Над бурей поднятый маяк | страница 45
Он был Орфеем, а стал — дрожащим от холода червяком. Он любил больше жизни, а расстался из-за сорока фунтов и косого взгляда Гарри Саутгемптона. Он хотел умереть — и послушно расстегивал крючки дублета под остро наточенным лезвием у горла.
Уилл хватался за кружку, как будто только она одна еще могла удержать его на этом свете, был благодарен темноволосой девушке, чье имя он так и не спросил, что обнимала его и прижималась губами к горящей щеке, был благодарен светленькой, что подливала вина и его не трогала. Он, пожалуй, не пережил бы, коснись его сейчас хоть кто-то, отдаленно похожий на…
Думать он себе запретил, а говорить — нет. А горячее вино, сдобренное пряностями, развязывало язык.
— Я, Кемп, я ведь думал, что это на всю жизнь, мне ведь ничего и никого другого и не надо, понимаешь? Я жить не смогу… — Уилл позорно хлюпал носом, смаргивал выступающие слезы, делая вид, что у него слезятся глаза от слишком яркого огня в очаге. — А получилось… Вышел — и возвращаться не хочу.
— Бедненький, — гладила его темноволосая, прижималась бедром, скользила губами по скуле. — А твоя дамочка — дура, такого красавца выставить.
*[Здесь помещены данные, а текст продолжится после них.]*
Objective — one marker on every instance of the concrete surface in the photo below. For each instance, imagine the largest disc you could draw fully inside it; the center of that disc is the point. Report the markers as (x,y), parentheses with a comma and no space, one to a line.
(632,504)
Хочешь, я тебе дам, без денег дам, не думай, я же понимаю…
Кит вспоминал их всех — не столь уж многих. Они выстраивались перед ним в череду, и из-за их личин глумливо улыбалась жизнь — вне сцены, вне кунсткамеры, кабинета чудес, в который он превратил свою жизнь и куда волок каждого, кто остановил на себе его мимолетный взгляд. Томас Уолсингем, Томас Уотсон, кто-нибудь еще? Может быть, тоже — Томас, чье прозвище он позабыл?
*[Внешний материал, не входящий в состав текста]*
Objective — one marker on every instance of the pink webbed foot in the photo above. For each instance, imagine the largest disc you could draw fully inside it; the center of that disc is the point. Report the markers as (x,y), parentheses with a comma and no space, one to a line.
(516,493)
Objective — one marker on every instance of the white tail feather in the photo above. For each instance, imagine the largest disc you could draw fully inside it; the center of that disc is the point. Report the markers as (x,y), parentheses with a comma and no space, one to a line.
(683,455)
Нельзя вечно влагать персты в разверстые раны Христовы. Рано или поздно приходится укорениться в неверии, отвердеть, как полено для растопки очага, и в уме сделаться таким же — грубо обтесанным поленом. Рядом с благообразной, примороженной белилами женой, поросячьим выводком детей, по пути в выхолощенный, да вдобавок засыпанный известью Рай — во избежание всякой заразы.
Теперь и ты с ними, Уилл, Орфей, Никто?
Черный человек, вырезанный из плоской ночной тьмы.
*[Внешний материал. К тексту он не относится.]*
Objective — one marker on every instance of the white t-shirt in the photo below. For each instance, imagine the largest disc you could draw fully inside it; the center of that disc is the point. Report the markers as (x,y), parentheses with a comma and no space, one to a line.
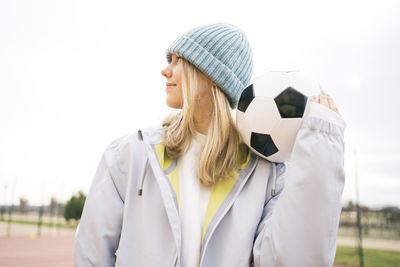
(193,202)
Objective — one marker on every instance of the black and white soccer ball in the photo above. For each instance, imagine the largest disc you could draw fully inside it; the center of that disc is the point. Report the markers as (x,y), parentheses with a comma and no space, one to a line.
(270,112)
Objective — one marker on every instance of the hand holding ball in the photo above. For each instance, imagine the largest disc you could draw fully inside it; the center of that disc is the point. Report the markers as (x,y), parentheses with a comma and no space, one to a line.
(270,112)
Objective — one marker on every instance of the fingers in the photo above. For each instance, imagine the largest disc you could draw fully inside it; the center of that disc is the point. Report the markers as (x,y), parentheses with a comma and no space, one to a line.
(326,101)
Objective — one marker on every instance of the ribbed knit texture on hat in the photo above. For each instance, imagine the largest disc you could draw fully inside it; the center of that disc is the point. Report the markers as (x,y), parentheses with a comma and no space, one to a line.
(222,52)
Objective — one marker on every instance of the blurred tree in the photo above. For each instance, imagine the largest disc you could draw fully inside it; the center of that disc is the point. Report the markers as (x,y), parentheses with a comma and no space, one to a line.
(23,205)
(73,208)
(53,206)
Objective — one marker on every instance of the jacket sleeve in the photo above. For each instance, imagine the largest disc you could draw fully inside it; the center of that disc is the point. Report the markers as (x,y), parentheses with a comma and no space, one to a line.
(300,224)
(97,236)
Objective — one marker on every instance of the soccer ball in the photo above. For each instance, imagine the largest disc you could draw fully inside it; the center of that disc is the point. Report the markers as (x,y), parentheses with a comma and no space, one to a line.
(270,112)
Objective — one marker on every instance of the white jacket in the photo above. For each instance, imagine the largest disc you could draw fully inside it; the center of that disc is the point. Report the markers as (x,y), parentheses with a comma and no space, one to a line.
(131,215)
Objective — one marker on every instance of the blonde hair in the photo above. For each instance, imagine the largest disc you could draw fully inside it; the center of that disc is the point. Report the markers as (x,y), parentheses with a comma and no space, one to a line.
(219,155)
Волосы Гарри Саутгемптона и на вид, и на ощупь напоминали гладкий текучий шелк — и Кит наматывал, наматывал их на кулак, пока вино, поставленное Уиллом на огонь, выкипало из казанка кровавой пеной.
Лай собак, вой за окном, бычья кровь, на которую слетаются и липнут вездесущие мухи. И снова — Смитфилд, мясные ряды, мухи, веселые костры. Одним — роза, сияющая в небеси, другим — залихватская джига на поджаренных пятках.